Iterative Plotting
Iterative Plotting for Easy and Aesthetic Figures
When making a plot, it’s best to build your plot iteratively: make a version of the plot, observe the outcome, and then make changes or add an element and replot. This helps us catch mistakes as they occur (typos, colour problems, etc) and prevents small problems from creating big, difficult to diagnose problems in a long set of code.

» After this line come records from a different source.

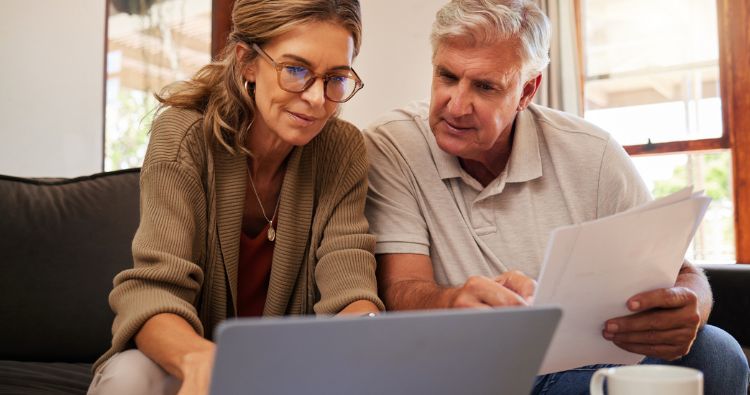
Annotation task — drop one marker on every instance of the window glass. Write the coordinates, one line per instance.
(151, 43)
(651, 69)
(665, 174)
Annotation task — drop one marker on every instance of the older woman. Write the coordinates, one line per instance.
(252, 198)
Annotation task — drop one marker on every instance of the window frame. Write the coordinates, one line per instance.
(734, 76)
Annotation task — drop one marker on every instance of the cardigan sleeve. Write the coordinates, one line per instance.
(345, 271)
(167, 247)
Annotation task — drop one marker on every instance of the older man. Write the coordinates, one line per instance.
(464, 193)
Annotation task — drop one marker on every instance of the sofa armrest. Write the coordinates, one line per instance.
(730, 284)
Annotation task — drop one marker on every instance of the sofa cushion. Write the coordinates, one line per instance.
(30, 378)
(61, 243)
(729, 283)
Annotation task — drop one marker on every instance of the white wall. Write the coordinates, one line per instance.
(51, 87)
(395, 59)
(51, 78)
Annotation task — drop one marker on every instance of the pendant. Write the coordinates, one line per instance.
(271, 233)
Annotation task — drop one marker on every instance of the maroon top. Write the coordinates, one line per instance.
(254, 273)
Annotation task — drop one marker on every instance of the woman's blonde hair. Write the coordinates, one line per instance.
(217, 90)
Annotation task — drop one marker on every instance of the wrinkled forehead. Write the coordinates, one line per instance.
(505, 54)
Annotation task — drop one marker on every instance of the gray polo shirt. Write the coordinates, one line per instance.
(562, 170)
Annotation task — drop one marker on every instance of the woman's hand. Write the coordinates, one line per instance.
(171, 342)
(196, 369)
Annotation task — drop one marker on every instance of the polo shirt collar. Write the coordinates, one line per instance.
(524, 164)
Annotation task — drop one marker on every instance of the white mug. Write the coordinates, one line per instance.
(648, 380)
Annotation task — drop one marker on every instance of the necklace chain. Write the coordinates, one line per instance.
(271, 230)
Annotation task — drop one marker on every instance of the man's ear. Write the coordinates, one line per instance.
(529, 90)
(241, 52)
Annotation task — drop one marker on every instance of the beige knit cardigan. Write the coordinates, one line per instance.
(186, 248)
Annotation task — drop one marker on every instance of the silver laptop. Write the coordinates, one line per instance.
(496, 351)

For our example, let’s use the example from the Intro to ggplot2
section, looking at salamanders and trout:
library(tidyverse)
library(lterdatasampler)
df <- lterdatasampler::and_vertebrates
names(df)
## [1] "year" "sitecode" "section" "reach"
## [5] "pass" "unitnum" "unittype" "vert_index"

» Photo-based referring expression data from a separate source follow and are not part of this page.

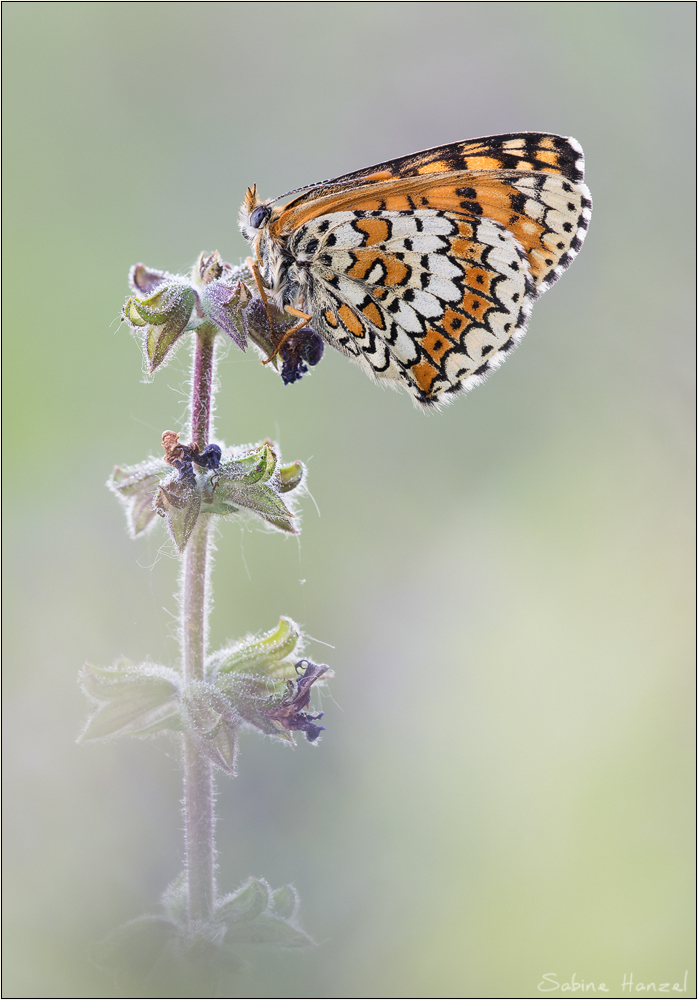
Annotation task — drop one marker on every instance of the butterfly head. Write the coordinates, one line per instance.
(254, 215)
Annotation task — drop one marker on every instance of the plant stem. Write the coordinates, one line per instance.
(199, 818)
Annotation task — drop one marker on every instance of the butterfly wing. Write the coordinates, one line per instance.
(524, 151)
(506, 214)
(429, 300)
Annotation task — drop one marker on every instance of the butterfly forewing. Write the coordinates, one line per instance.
(424, 269)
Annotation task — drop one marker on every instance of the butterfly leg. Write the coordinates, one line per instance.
(304, 318)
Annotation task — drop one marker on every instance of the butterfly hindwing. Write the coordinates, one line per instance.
(424, 268)
(429, 299)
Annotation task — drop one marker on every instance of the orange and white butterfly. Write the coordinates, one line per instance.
(424, 269)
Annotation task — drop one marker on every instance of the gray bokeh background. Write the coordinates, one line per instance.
(504, 789)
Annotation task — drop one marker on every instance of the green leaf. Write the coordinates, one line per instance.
(245, 905)
(290, 476)
(260, 499)
(212, 722)
(132, 699)
(285, 902)
(135, 487)
(258, 465)
(180, 504)
(175, 900)
(268, 931)
(260, 654)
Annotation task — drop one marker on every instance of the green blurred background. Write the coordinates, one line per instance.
(504, 788)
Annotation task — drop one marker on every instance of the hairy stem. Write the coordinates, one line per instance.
(199, 818)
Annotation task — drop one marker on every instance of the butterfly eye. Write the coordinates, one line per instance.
(259, 216)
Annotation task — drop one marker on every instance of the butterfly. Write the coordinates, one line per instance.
(424, 269)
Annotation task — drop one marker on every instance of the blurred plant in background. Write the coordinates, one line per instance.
(261, 681)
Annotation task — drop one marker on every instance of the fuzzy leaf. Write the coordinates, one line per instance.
(175, 900)
(212, 722)
(285, 902)
(245, 905)
(268, 931)
(261, 500)
(132, 699)
(258, 465)
(180, 504)
(260, 654)
(290, 476)
(136, 487)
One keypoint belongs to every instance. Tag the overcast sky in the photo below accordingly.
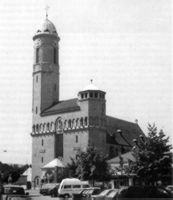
(123, 45)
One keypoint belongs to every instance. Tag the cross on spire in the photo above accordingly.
(46, 9)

## [9] "pitnumber" "species" "length_1_mm" "length_2_mm"
## [13] "weight_g" "clip" "sampledate" "notes"
Building a Basic Plot
Let’s again plot a scatter plot of length_1_mm
vs. weight_g
. We’ll start out with the absolute minimum number of arguments:
- The call to
ggplot()
- The mappings (i.e. what variables we want on the x- and y-axis)
- The `geom_` function denoting what *type* of plot we’re going for
ggplot() +
geom_point(data = df, mapping = aes(x = length_1_mm, y = weight_g))
Ok so we see our plot! Perfect. So the first thing to do, before we make any stylistic additions, is to deal with the components of the plot that are must-haves to have a legible, complete plot. First step is the axis labels. Also note that units ALWAYS go on axis labels. So to iteratively work up our plot, we’ll add that one component on, by using the new function labs()
:
ggplot() +
geom_point(data = df, mapping = aes(x = length_1_mm, y = weight_g)) +
labs(x = "Length (mm)", y = "Weight (g)")
Climate Change Sentinels
Fish and Amphibians such as the ones in our example dataset, are often among the first taxa to be affected by distrbances to their ecosystems. While those in our example dataset are from a long-term study site in Oregon, USA, there is in fact a long-term ecological research program on amphibeans and other vertebrates in Algonquin Park, ON, run in part by EEB professor Dr. Njal Rollinson
The research performed in Algonquin park and at U of T, specifically tackles tough questions like the adaptive significance of ecotherm biology, and the effects anthropogenic change has on these organisms.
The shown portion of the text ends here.